Please vote for me in the Microcontroller and Outdoor Fitness contests!

Step 1: Overview of Project

According World Access for the Blind, physical movement is one of the biggest challenges for blind people. Traveling or simply walking down a crowded street may be very difficult. Traditionally the only solution was using the commonly known “white cane” which is primarily used to scan surroundings by hitting the obstacles in proximity of the user. A better solution would be a device that can replace the sighted assistant by providing information about location of obstacles so that the blind person can go out in unknown environments and feel safe. During this project, a small battery-operated device that meets these criteria was developed. The device can detect the size and location of object by means of sensors which measure the position of objects in relation to the user, relay that information to a microcontroller, and then convert it to audio to provide information to the user. The device was built using available commercial LIDAR (Light Detection and Ranging), SONAR (Sound Navigation and Ranging), and computer vision technologies linked to microcontrollers and programmed to provide the required audible information output using earbuds or headphones. The detection technology was embedded within a “white cane” to indicate to others the user’s condition and provide additional safety.

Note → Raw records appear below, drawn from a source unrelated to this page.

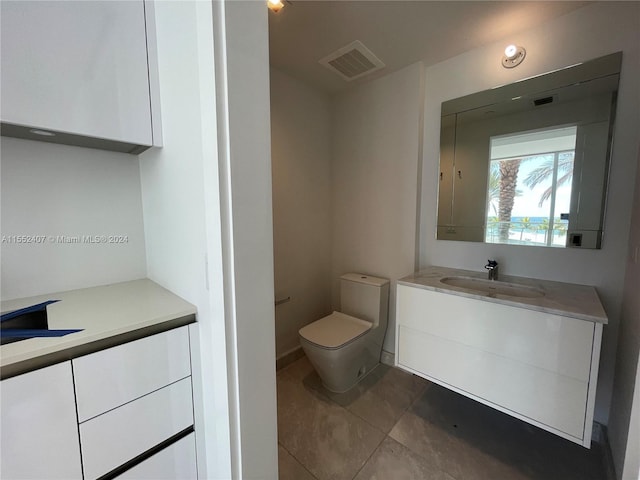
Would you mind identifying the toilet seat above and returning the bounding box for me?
[298,312,372,350]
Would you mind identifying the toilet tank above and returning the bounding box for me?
[340,273,389,327]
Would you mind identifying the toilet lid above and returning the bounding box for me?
[298,312,371,348]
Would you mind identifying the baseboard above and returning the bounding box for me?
[380,350,396,367]
[276,346,304,371]
[591,422,617,480]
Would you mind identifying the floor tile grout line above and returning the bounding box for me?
[351,435,387,480]
[278,442,319,480]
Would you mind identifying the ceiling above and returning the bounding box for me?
[269,0,590,93]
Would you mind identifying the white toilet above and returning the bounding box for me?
[298,273,389,393]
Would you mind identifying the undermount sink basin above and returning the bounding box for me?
[440,276,544,298]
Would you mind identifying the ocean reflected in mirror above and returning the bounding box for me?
[437,53,622,248]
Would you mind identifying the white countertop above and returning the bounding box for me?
[0,279,196,378]
[398,266,608,324]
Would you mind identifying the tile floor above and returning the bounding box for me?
[277,357,606,480]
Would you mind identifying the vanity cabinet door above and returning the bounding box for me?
[0,362,82,480]
[1,0,152,145]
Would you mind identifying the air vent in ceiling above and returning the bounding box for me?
[319,40,385,81]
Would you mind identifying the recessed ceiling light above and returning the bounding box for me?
[502,45,527,68]
[267,0,284,13]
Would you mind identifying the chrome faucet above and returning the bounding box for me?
[484,260,498,280]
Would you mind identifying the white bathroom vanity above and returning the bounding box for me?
[396,267,607,448]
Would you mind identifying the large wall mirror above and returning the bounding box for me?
[437,53,622,248]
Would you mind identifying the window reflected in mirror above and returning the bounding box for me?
[436,52,622,248]
[485,126,577,247]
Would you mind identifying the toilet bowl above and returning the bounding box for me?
[298,273,389,393]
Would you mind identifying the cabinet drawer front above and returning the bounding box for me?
[398,326,588,439]
[72,326,191,423]
[396,285,594,382]
[117,433,198,480]
[0,362,82,480]
[80,378,193,479]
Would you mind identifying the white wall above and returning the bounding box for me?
[140,1,232,479]
[1,137,146,300]
[609,144,640,480]
[213,0,278,479]
[331,63,422,352]
[271,68,331,358]
[420,2,640,424]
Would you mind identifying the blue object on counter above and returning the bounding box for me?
[0,300,60,323]
[0,328,83,338]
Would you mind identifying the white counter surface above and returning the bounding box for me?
[0,279,196,378]
[398,266,608,324]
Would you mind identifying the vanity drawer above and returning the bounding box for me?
[80,377,193,479]
[72,326,191,423]
[396,285,594,382]
[116,433,198,480]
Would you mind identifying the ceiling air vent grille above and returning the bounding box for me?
[320,40,384,81]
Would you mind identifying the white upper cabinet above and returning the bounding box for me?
[1,0,155,153]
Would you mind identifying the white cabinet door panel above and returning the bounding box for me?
[80,378,193,480]
[396,285,594,381]
[116,433,198,480]
[0,0,152,145]
[398,326,588,439]
[72,326,191,422]
[0,362,82,480]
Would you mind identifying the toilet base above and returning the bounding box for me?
[300,338,381,393]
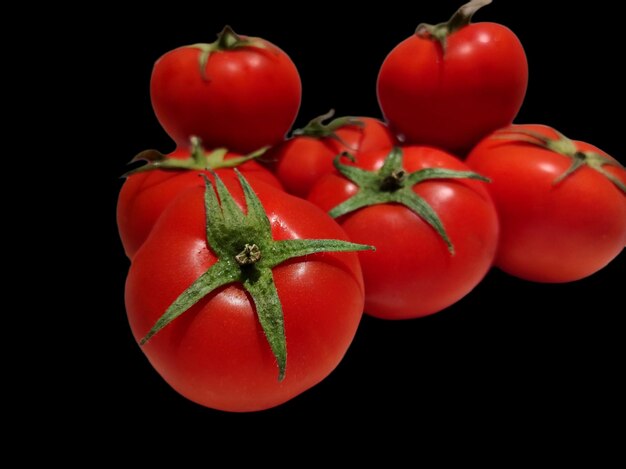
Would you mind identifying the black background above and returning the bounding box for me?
[14,0,626,467]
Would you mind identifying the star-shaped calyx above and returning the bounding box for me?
[328,147,489,254]
[140,170,374,380]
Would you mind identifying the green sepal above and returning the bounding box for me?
[122,137,270,178]
[185,25,265,82]
[328,147,490,255]
[415,0,492,54]
[139,169,374,380]
[291,109,365,150]
[492,128,626,194]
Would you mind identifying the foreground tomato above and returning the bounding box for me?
[126,174,366,411]
[117,138,281,259]
[264,110,395,197]
[377,0,528,154]
[150,27,302,153]
[309,146,498,319]
[467,125,626,282]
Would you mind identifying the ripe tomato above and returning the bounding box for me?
[117,139,281,259]
[264,110,395,197]
[150,27,302,153]
[126,174,363,411]
[309,146,498,319]
[377,0,528,154]
[467,125,626,282]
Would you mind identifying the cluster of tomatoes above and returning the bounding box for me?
[118,0,626,411]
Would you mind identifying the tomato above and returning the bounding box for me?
[264,110,395,197]
[117,139,281,259]
[377,0,528,155]
[126,173,363,411]
[467,125,626,282]
[309,146,498,319]
[150,27,302,153]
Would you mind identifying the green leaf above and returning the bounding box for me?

Step 2: Background Research

In 2017, the World Health Organization reported that there were 285 million visually-impaired people worldwide of which 39 million are completely blind. Most people don't think about the issues that visually-impaired people face every day. According World Access for the Blind, physical movement is one of the biggest challenges for blind people. Traveling or simply walking down a crowded street may be very difficult. Because of this, many people who are visually-impaired prefer bringing a sighted friend or family member to help navigate new environments. Traditionally the only solution was using the commonly known “white cane” which is primarily used to scan surroundings by hitting the obstacles in proximity of the user. A better solution would be a device that can replace the sighted assistant by providing information about location of obstacles so that the blind person can go out in unknown environments and feel safe. NavCog, a collaboration between IBM and Carnegie Mellon University, have attempted to solve the problem by creating a system that uses Bluetooth beacons and smartphones to help guide. However, the solution was cumbersome and proved to be very costly for large scale implementations. My solution addresses this by eliminating any need for external devices and by using a voice to guide the user throughout the day (Figure 3). The advantage of having the technology embedded within a “white cane” is that it signals the rest of the world of the user’s condition which causes change in the behavior of the surrounding people.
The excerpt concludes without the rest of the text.